If you wanted to figure out the average temperature over the course of the weekend, and the temperatures were, I don’t know, 24 and 28 degrees. Well, we would just add those together, get 52, and then divide it by two, because that’s how many temperatures we have recorded. We get an average temperature, 26. Make sense? Okay. With that out of the way, let me go ahead and actually pull the question up that the student was asking about. Here it is.
What I want you to do just quickly, is take a look at the numbers and try to answer the question in your head before we really sink our teeth into it. So, what do you think will happen to the moving average price in week seven? Will it go down, will it go up? Will it stay the same or do you think we need more information in order to come up with the answer?
Well, let’s start by actually calculating the five week moving average price for these shares. So, to do that, we just add up all the prices for the last five weeks, weeks three to seven in this case. And then we divide it by the number of weeks, which of course is five. Let’s do that and grab my trusty calculator. We do 14 plus 20, plus 20, plus 23, plus 22, and that gives us $99. Then we divide by five and that gives us $19 and 80 cents. Now it’s beyond the scope of what I want to cover today, but we would take that number, then we plot it on a graph and then we do the same thing next week, and the week after that, and so on to create a moving average line, which a quantitative analyst could use to do what they do.

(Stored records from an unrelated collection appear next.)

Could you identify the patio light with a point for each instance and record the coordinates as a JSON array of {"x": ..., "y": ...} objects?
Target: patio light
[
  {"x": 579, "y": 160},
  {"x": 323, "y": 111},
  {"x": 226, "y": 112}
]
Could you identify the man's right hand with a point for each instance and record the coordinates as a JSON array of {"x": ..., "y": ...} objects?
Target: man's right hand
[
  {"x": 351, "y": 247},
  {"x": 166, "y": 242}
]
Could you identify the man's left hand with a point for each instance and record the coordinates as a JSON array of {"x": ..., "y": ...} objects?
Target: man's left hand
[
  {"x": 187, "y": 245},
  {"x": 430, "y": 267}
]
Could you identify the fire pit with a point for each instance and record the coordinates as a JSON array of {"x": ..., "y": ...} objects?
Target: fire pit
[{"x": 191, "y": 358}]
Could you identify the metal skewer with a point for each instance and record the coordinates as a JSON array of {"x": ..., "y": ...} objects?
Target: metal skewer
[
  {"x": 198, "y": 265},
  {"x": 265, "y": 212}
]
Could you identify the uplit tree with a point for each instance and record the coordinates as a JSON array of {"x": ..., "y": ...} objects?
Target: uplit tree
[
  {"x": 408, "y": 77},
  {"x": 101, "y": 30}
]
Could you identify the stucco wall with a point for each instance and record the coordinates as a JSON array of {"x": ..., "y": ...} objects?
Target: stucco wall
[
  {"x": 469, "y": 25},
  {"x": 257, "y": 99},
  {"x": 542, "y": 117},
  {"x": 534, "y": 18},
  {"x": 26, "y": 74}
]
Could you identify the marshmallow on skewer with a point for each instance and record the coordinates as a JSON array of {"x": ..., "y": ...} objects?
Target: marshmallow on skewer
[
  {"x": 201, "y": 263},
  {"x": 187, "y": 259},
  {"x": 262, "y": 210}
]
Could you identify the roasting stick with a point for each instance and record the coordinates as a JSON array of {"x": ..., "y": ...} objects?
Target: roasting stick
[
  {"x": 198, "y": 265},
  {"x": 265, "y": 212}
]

That’s not the point of this video blog. What’s important is if you followed along with me and feel that you could do the calculation that we just did together, that may, on its own, be good enough to get you the mark on the exam. Look, don’t be intimidated. As long as you understand the process for the average calculation, it’s really just basic addition and division. With that being said, the question isn’t actually asking us what the moving average price is. It’s asking us what happens to the average in week seven. So, I was alluding to this a little bit before, but by understanding the concept you could actually get this mark with doing much math at all. I mean, just look at the numbers. The five week moving average in week six would have included the prices from week two to week six.
Once we get to week 7 and the week 2 price drops off and the week 7 price is included. What do you notice about those two prices? Well, week 2 is $12 and the week 7 price is $22. If you drop a 12 out of an average and replace it with a 22, the average is going to go up. So, by that logic, it should be answer B, it went up. But before we choose that, let’s just run the numbers quickly, just so we’re sure. So, the moving average that we had in week 7 was $19 and 80 cents. So, for week 6 it would be $12, plus $14, plus 20, plus 20, plus 23, that gives us $89. And then we divide that by five and that gives us $17 and 80 cents. So, it went from $17 and 80 cents in week six, up to $19 and 80 cents in week seven.
Good enough for me. And let’s go ahead and choose answer B, and as expected we’re right. Perfect. So, to answer my original question, even though it’s counterintuitive at first glance, the moving average for a stock can go up even if the price goes down and vice versa. Again, it’s not the change from week six to seven, in our case, that matters. It’s the price that’s being added, as compared to the one that’s dropping off. If math isn’t your strong suit, I hope I’ve been able to set your mind about this course at ease, at least a little bit. Or at the very least help you understand moving averages a tiny bit better. Thanks for popping by the Coach’s Hangout everybody and good luck on your exams.